Por Hugo Borgna
Una de las hijas de la dueña de casa, con un público compuesto por 5 personas, contadas entre las de su familia y unos vecinos de frecuente concurrencia que se reunían varias veces por semana a la hora 20,30 a mirar la televisión (además hay que decir que era en blanco y negro y se veía mediante altísimas antenas a una altura de 9 metros o más), era quien cantaba las estrofas de “Linda Nena” al mismo tiempo que la tele, que culminaba junto a los títulos del comienzo con “…linda nena feliz”.
No hace falta aclarar que había pocos televisores y que la solidaridad entre vecinos era admirable, ni que el programa en cuestión era “La nena” (por canal 13 de Santa Fe representado por un “Garaycito”) ni tampoco que el canto de la hija de la dueña de casa era por puro gusto, nada más. Menos todavía, que se sentía satisfecha al entonarla.
“La nena” era, corporalmente, Marilina Ross. Jovencita, dinámica y creadora inagotable de problemas que debía resolver con esfuerzo su sacrificado padre (Osvaldo Miranda, simpático y cómplice con el público televidente): él explicaba al público de la tele que no lo hacía con disgusto. Sobre el final del programa, confesaba que él lo dejaba pasar sin castigarla solo por ser ella (“y… es la nena” era la frase con que se cerraba el programa, dándole paso al Garaycito, que anunciaba el siguiente programa: “Quédese en el 13 para ver…”).

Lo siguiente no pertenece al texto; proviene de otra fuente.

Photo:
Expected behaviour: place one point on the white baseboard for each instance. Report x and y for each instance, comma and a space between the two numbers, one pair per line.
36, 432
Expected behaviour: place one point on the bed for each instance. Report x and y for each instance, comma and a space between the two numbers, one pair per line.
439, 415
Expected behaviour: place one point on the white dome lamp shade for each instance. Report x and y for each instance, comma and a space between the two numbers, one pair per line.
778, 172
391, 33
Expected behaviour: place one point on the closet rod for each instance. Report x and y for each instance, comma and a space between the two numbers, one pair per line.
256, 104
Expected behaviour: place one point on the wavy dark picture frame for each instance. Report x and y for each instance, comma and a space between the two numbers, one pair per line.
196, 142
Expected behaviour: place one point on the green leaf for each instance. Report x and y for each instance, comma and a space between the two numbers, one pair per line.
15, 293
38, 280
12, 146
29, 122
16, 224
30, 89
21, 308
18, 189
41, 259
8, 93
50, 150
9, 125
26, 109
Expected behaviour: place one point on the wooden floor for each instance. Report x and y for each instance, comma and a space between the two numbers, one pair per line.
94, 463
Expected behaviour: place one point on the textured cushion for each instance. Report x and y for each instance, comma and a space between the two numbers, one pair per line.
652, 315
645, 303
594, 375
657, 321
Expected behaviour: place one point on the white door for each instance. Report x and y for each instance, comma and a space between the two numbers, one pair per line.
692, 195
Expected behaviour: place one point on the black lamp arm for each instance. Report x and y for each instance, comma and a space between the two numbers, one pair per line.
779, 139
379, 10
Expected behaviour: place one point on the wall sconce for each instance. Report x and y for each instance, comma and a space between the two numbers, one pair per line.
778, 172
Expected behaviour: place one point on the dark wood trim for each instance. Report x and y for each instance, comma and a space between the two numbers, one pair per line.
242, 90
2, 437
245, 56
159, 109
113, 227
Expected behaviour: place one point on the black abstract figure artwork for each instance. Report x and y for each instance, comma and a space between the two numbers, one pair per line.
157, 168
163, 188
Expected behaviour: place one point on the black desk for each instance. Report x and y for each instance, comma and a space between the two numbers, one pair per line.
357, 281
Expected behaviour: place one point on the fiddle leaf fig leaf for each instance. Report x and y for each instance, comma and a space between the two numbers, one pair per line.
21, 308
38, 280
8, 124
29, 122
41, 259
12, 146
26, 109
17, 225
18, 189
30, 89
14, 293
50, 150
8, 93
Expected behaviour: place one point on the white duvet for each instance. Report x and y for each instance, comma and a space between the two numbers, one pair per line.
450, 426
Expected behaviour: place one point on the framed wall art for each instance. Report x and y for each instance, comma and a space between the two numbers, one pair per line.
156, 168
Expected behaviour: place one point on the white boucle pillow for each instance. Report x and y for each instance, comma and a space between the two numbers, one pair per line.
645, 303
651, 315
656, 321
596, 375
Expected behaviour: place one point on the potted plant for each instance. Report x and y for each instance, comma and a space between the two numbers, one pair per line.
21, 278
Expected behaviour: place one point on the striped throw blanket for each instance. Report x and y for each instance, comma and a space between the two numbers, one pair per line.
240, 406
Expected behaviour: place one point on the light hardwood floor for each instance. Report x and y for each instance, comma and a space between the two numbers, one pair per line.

Es cierto lo que está pensando el lector. Con dos personajes solamente no se podía desarrollorar una telecomedia en los años 60: hacía falta uno con nombre simpático que apoyara a “la nena” y que al mismo tiempo tuviera una personalidad propia (no tanta, no se ilusionen, lectores) como para ponerse del lado de la hija y, juntos, complicar las situaciones. O, peor, directamente los creaba; un personaje así debería llamarse con toda propiedad “Coquito”. Lo actuaba quien ganaba ganado el afecto y el perdón con solo sonreir o decir esa frase, popularizada como latiguillo entre el público: ”me gustaría inyectar un pensamiento”. Ese actor, emblemático de la tele de entonces, era Joe Rígoli, que se lucía también en “La tuerca” en la situación de alguien que insistía sin éxito plantar un arbolito frente a su casa, porque entonces tendría “sombrita para papá”.
Ese trío de inefables tenía el notable soporte del guión y la dirección de María Inés Andrés, pionera además por haber sido la primera mujer encargada de esa tarea en la televisión.
“La nena” fue un impacto social: Osvaldo Miranda era prácticamente un showman, con aptitudes para la comedia musical. Simpático naturalmente, justificaba su lugar como personaje con visión ideal. En cuanto a Marilina Ross y Joe Rígoli ya habían ganado el afecto de la gente.
Se le podrá reclamar al programa, con la mirada de hoy, demasiada ingenuidad. También falta de base real en la confección de los personajes: el drama, como elemento encargado de ponerle sal a las historias, no estaba casi nunca presente.
Era la televisión de entonces. Tenía (eso sí hay que reconocerle) una notable valoración de la familia como núcleo básico de una sociedad responsable, integradora; un preciso uso del vocabulario y trato respetuoso como instrumento de los diálogos.
Tuvo también un personaje que aportaba el algo más. Aparecía como complemento -o contrapeso en muchas situaciones- de los más sensatos.
Ese, con su silencio y por el solo hecho de aparecer, invitaba a anticipar una próxima complicación.
Ese personaje cerraba el triángulo de los imprescindibles.
Coquito, ante el público, había ganado el derecho de inyectar un pensamiento.